Sanzionata la diffusione di alcune conversazioni private di Raoul, diffusione finalizzata solo e soltanto a spettacolarizzazione e gossip

‘Gossip’ sì ma entro determinati limiti: multa – piccola – per Fabrizio Corona

‘Gossip’ sì ma entro determinati limiti. Così si può riassumere la posizione del ‘Garante per la privacy’ (provvedimento del 3 luglio 2026) che ha definito la diffusione di alcune conversazioni private di Raoul Bova e ha, di conseguenza, sanzionato – con una piccola multa – Fabrizio Corona, colpevole di avere pubblicato determinati contenuti solo e soltanto per spettacolarizzazione e gossip.
Netta la posizione del ‘Garante’: è palesemente illecita la diffusione non autorizzata di un file audio e di contenuti estratti da una conversazione privata intercorsa via chat tra Raoul Bova e un’altra persona, pubblicati da Fabrizio Corona su ‘social network’ e piattaforme digitali. Ciò perché la notorietà di una persona, come Raoul Bova, appunto, non legittima la divulgazione di dati personali e informazioni attinenti alla sua sfera privata quando tali contenuti non rivestono un effettivo interesse pubblico. In questa ottica, la diffusione di stralci di conversazioni intime e affettive eccede il principio di essenzialità dell’informazione e contrasta con i principi di liceità, correttezza e minimizzazione del trattamento dei dati personali stabiliti dalla normativa sulla privacy.

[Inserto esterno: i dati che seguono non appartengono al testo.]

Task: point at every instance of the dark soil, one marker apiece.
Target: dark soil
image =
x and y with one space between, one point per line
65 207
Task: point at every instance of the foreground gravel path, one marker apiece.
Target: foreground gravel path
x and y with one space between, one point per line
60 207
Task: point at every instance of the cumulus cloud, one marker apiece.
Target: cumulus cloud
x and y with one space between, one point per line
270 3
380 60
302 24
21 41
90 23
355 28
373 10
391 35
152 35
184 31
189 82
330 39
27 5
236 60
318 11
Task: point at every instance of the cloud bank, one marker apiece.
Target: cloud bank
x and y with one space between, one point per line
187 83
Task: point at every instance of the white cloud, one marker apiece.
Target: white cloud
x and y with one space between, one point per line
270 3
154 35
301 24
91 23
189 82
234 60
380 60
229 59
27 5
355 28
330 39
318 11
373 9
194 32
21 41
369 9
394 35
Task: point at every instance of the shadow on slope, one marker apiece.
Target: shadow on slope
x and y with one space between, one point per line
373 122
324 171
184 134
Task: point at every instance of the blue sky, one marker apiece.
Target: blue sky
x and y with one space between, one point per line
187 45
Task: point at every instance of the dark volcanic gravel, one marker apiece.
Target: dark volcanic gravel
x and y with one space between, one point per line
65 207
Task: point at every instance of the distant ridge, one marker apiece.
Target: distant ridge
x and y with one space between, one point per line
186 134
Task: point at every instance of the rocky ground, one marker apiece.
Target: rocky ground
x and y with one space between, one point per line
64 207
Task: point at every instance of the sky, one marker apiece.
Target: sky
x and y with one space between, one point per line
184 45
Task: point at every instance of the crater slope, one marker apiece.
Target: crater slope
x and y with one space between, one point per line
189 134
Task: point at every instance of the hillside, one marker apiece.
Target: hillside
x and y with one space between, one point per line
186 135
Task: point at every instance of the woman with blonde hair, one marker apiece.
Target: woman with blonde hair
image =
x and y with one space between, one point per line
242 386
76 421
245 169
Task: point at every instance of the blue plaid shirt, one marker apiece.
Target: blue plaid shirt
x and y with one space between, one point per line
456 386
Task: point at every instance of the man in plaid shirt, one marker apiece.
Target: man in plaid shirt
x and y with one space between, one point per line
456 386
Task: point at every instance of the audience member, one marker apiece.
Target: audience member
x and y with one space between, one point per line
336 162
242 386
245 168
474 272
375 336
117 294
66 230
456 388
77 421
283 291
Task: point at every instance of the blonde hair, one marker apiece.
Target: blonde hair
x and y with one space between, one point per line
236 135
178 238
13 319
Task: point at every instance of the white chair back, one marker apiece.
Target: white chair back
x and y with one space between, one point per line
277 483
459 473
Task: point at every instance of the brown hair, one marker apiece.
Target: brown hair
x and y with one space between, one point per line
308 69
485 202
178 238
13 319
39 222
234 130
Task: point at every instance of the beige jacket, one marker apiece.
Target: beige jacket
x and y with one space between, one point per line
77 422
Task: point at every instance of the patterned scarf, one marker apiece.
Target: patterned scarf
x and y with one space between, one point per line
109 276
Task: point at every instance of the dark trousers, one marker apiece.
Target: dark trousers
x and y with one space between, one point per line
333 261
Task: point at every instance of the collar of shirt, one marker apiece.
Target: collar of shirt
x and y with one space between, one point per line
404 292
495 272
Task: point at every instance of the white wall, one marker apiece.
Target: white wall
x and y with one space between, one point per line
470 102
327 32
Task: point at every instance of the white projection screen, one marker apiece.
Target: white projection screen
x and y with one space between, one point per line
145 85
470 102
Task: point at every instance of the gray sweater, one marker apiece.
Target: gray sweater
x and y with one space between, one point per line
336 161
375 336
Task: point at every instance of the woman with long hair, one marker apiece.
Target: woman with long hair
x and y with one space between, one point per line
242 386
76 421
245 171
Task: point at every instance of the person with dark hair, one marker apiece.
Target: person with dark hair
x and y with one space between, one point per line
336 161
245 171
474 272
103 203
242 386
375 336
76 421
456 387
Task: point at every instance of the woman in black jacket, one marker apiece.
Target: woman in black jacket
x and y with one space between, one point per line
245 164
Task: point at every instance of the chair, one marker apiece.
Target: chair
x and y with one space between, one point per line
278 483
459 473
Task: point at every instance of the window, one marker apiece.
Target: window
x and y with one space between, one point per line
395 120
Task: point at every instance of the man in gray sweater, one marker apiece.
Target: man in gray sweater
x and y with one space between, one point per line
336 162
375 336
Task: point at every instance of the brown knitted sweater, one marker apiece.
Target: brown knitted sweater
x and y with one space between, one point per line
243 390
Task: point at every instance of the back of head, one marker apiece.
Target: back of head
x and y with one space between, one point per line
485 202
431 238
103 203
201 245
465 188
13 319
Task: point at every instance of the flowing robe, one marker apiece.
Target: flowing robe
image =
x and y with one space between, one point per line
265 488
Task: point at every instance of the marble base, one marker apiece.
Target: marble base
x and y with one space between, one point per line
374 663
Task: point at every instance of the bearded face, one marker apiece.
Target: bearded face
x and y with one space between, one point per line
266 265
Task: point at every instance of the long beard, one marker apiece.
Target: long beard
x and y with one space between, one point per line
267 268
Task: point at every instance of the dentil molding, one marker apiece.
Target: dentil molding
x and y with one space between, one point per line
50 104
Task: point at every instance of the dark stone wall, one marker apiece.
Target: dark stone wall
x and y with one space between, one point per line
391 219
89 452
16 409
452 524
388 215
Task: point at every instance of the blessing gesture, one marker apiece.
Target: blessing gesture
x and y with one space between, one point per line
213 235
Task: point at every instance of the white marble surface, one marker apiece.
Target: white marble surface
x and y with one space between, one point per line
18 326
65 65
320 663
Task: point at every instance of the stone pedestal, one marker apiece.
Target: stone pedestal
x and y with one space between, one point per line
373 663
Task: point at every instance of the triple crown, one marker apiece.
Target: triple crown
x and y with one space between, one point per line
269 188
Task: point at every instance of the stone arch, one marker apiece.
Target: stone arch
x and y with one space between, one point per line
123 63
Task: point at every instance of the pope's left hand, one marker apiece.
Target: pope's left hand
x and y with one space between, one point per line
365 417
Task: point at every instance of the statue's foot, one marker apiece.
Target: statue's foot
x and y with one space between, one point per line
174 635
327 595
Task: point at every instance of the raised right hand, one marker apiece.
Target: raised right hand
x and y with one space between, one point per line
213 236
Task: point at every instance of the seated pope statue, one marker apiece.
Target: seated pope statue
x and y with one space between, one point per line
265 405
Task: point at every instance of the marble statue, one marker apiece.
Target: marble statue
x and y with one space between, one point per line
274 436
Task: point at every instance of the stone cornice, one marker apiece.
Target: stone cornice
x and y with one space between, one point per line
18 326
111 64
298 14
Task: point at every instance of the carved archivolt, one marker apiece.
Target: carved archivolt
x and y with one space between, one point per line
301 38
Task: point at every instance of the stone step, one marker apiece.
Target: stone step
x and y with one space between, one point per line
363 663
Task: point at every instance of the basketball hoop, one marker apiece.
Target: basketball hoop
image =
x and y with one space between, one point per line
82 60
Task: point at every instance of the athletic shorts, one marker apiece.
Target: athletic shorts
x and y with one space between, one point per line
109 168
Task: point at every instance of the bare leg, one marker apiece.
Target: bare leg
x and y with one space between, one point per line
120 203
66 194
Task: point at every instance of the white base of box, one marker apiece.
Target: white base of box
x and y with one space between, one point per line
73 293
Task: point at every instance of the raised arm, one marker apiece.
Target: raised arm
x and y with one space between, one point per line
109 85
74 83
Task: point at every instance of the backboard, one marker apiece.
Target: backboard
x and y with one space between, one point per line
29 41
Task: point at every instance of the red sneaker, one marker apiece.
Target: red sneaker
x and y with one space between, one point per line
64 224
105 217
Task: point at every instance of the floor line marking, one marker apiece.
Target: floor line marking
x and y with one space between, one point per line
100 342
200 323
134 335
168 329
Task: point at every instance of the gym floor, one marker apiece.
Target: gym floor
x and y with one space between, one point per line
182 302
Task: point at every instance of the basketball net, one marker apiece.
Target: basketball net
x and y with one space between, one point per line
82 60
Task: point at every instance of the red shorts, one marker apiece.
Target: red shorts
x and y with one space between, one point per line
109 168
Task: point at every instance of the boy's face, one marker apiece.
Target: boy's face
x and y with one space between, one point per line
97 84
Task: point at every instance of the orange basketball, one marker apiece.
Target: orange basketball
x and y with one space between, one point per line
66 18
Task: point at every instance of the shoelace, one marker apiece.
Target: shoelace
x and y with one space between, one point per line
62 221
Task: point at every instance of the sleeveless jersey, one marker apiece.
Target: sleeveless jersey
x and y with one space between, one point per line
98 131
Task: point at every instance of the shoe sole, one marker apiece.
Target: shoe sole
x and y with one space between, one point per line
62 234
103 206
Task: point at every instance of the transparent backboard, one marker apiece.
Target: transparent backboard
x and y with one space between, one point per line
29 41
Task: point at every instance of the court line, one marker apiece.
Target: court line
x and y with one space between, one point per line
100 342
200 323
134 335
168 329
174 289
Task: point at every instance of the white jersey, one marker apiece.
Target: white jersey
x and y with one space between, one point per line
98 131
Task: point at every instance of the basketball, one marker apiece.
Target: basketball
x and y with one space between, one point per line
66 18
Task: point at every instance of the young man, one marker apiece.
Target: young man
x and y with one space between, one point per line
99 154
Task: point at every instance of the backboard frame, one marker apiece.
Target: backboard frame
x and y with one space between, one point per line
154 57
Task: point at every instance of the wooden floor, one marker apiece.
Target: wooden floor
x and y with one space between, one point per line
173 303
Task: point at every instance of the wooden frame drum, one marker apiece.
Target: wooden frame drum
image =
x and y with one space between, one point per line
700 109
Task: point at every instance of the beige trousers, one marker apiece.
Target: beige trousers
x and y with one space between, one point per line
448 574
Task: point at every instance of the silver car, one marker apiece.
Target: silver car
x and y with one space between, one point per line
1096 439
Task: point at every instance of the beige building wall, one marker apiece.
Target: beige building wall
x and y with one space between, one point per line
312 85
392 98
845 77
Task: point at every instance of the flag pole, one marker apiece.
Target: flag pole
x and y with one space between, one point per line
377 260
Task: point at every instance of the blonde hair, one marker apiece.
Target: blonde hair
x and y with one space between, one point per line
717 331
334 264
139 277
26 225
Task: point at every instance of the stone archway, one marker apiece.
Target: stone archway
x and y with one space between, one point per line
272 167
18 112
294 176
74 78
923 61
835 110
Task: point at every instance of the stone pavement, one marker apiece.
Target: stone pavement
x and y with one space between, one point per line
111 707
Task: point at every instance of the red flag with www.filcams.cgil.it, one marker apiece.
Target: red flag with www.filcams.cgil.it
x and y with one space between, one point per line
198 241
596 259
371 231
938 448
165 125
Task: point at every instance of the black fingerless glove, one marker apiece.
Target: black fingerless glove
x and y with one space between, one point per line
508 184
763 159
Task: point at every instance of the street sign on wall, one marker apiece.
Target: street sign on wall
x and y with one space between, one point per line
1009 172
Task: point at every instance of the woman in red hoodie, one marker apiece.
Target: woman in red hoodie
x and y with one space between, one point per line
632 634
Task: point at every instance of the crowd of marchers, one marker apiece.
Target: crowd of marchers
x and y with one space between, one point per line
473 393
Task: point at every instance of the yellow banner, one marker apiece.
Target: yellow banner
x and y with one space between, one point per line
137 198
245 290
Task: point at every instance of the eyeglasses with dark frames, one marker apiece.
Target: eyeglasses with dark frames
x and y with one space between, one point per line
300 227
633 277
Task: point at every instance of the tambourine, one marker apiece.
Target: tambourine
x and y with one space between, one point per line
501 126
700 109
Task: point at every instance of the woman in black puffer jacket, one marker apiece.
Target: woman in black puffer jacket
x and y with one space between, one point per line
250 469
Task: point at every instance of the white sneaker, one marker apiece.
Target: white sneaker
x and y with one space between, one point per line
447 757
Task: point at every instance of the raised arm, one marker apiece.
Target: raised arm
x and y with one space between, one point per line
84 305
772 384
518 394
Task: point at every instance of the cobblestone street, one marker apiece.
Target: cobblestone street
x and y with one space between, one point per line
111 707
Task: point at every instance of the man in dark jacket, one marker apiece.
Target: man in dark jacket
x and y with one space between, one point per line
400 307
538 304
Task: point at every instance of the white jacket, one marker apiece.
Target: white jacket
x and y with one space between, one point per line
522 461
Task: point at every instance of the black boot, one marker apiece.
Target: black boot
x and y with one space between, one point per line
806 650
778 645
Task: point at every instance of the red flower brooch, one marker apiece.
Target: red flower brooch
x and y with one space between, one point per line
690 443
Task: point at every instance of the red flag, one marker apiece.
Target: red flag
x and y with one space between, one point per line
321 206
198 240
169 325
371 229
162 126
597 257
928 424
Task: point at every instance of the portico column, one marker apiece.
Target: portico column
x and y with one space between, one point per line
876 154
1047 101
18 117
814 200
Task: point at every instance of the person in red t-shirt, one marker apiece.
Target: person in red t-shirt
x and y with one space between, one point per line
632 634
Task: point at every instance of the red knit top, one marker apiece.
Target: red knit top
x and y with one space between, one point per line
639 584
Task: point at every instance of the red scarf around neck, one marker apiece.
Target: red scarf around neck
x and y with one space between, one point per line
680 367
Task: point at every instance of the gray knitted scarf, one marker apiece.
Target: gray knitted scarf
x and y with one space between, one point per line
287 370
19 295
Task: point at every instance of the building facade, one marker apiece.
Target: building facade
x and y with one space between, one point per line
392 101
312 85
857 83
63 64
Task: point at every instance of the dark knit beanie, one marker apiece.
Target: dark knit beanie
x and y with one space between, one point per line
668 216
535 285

Allo stesso tempo, il ‘Garante’ ha evidenziato come la condotta sia stata posta in essere con finalità di spettacolarizzazione e alimentazione del gossip, arrecando un significativo pregiudizio alla reputazione, anche lavorativa, e alla privacy dell’attore. E la diffusione, poi, attraverso piattaforme digitali e ‘social media’ ha ulteriormente aggravato la violazione, amplificandone la portata e gli effetti.
Nonostante la gravità della violazione e la natura particolarmente delicata dei dati diffusi, il ‘Garante’ ha irrogato a Corona una sanzione amministrativa di soli 4mila e 950 euro, non risultando redditi fiscalmente dichiarati nell’anno di riferimento.